If you get stuck, when running mapreduce, due to some lock problem. See the log in http://localhost:8088/stacks for the resource manager 8088.
Edit core-site.xml of the slave node, add the following. Point datanode to the another data node .
<configuration>
<property>
<name>fs.default.name</name>
<value>hdfs://server2:9000</value>
</property>
</configuration>
If you get stuck, eg. map reduce not progressing, it may be the memory problem. Check your memory in resource manager. See this blog.
https://community.cloudera.com/t5/Support-Questions/map-reduce-stuck-at-0/m-p/106777

Note:
** Error log is at /home/hadoop/hadoop/logs/ Eg. where xxx is the name, e.g datanode, or any . Try check the name by using ls command.
tail /home/hadoop/hadoop/logs/hadoop-hadoop-xxxxx.log
If you jps on slave node, you should see two things, datanode, and nodemanager.

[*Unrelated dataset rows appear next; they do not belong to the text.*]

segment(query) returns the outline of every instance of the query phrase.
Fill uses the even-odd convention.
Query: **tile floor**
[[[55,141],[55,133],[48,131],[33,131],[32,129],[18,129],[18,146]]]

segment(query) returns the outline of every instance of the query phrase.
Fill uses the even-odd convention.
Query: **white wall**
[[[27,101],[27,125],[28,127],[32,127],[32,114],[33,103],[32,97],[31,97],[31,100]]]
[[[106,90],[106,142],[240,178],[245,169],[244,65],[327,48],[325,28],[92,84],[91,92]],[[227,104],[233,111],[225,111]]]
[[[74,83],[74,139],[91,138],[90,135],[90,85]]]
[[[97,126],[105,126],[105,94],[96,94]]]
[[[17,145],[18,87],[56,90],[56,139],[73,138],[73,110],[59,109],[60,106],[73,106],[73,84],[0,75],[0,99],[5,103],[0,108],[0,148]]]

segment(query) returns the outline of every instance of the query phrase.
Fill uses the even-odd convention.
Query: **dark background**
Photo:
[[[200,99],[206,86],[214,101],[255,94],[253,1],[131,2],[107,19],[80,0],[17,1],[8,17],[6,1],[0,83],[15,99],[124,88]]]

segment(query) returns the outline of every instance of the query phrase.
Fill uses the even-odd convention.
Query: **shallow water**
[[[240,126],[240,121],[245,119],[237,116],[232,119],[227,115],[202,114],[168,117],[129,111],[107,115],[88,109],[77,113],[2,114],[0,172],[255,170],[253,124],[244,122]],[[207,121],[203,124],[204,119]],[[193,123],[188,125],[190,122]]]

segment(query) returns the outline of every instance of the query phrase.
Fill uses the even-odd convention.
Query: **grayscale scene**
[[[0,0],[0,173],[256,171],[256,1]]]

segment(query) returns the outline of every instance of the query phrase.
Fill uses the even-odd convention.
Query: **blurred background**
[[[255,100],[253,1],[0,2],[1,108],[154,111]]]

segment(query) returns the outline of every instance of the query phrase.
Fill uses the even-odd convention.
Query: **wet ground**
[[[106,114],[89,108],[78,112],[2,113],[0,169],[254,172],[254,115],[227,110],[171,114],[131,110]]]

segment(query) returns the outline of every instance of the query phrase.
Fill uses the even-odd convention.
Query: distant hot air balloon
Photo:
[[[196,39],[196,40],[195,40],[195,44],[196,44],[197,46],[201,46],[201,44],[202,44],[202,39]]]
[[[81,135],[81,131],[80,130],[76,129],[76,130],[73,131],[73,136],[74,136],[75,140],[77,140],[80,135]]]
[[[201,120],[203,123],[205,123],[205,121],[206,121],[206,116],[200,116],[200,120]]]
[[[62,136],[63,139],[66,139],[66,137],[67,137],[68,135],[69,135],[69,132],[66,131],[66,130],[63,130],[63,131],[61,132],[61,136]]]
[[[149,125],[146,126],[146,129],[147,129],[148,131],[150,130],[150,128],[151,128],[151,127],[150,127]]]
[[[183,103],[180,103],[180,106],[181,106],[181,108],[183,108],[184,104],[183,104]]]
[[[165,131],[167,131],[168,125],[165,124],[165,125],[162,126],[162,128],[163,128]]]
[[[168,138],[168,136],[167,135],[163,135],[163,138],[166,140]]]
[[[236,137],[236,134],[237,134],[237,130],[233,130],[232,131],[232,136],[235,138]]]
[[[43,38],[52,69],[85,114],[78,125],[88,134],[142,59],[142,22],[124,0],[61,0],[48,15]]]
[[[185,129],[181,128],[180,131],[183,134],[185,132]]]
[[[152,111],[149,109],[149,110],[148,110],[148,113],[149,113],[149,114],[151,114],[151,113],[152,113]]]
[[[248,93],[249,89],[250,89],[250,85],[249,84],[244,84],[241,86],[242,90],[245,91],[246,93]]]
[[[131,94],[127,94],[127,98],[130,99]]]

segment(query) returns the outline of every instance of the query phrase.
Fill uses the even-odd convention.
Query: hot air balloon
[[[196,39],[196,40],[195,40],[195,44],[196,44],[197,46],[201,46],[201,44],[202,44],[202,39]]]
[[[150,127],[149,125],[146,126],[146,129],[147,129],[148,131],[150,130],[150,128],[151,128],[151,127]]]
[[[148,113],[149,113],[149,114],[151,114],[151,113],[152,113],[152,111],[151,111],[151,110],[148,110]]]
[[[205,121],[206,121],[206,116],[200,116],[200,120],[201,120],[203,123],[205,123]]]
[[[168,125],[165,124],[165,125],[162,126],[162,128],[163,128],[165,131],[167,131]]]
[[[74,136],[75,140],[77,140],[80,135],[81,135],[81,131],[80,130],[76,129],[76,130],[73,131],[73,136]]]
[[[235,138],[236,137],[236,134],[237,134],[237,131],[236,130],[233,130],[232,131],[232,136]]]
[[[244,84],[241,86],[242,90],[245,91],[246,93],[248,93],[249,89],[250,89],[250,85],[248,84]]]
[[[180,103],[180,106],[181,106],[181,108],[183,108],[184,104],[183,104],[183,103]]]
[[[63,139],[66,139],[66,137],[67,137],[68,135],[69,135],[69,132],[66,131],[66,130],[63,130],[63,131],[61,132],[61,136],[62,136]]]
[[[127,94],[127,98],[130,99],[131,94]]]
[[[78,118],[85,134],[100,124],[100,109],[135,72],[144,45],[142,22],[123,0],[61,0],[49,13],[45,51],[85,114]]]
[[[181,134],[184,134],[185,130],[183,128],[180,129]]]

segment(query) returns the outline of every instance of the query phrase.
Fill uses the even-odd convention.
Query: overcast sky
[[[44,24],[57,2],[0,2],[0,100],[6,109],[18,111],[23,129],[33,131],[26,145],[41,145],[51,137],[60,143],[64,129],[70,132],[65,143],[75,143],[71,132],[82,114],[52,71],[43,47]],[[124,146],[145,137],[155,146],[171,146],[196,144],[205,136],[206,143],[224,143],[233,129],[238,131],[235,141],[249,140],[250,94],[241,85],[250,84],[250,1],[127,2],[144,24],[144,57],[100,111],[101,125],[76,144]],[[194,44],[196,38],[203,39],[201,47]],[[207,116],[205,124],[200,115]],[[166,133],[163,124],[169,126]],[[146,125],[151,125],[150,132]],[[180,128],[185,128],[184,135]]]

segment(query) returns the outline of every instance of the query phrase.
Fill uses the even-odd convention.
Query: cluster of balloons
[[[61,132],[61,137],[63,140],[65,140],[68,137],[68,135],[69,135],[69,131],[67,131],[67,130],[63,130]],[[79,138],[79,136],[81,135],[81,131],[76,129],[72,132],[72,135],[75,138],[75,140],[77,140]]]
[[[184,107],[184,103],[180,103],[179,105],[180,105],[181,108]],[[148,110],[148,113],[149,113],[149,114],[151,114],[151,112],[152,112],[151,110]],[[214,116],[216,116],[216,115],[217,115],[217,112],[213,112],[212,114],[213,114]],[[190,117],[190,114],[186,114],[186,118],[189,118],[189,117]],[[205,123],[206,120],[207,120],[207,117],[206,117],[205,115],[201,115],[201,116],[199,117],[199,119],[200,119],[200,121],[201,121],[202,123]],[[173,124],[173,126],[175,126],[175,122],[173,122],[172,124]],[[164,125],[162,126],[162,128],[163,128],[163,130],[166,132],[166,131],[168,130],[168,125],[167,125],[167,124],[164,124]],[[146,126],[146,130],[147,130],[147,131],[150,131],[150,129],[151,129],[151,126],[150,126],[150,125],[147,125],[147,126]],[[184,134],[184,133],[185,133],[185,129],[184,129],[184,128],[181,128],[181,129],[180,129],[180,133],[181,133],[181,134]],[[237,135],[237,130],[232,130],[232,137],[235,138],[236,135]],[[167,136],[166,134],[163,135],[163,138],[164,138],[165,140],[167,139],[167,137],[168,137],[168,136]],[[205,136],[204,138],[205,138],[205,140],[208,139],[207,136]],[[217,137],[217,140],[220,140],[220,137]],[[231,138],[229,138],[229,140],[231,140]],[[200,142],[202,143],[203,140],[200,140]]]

If success, since it is behind the firewall. We will open firewall for master. Yarn is at port 8088
sudo ufw allow 8088/tcp
And ssh tunnel to allow the port on your local computer to access through web browser of your local computer.
ssh tunnel
ssh -N -L 8088:10.3.135.170:8088 [email protected] -vv
Goto localhost:8088
. You should see two active nodes now.

Check by command line
yarn node -list

yarn application -list

Testing a cluster
Get data set. Make directory and download data
mkdir txtdata
cd txtdata
wget http://corpus.canterbury.ac.nz/resources/cantrbry.zip
unzip cantrbry.zip
Check it

Copy data to hdfs. Create directory on hdfs with command, and copy
hdfs dfs -mkdir /txtdata

hdfs dfs -put txtdata/* /txtdata

To submit the job,
yarn jar ~/hadoop/share/hadoop/mapreduce/hadoop-mapreduce-examples-3.2.1.jar wordcount "/txtdata/*" output
Then check the yarn, look at the webbrowser. You should see 1 app submit



To rerun,
hdfs dfs -rmdir output
Inspect the output. Obtain the file from hdfs and more it.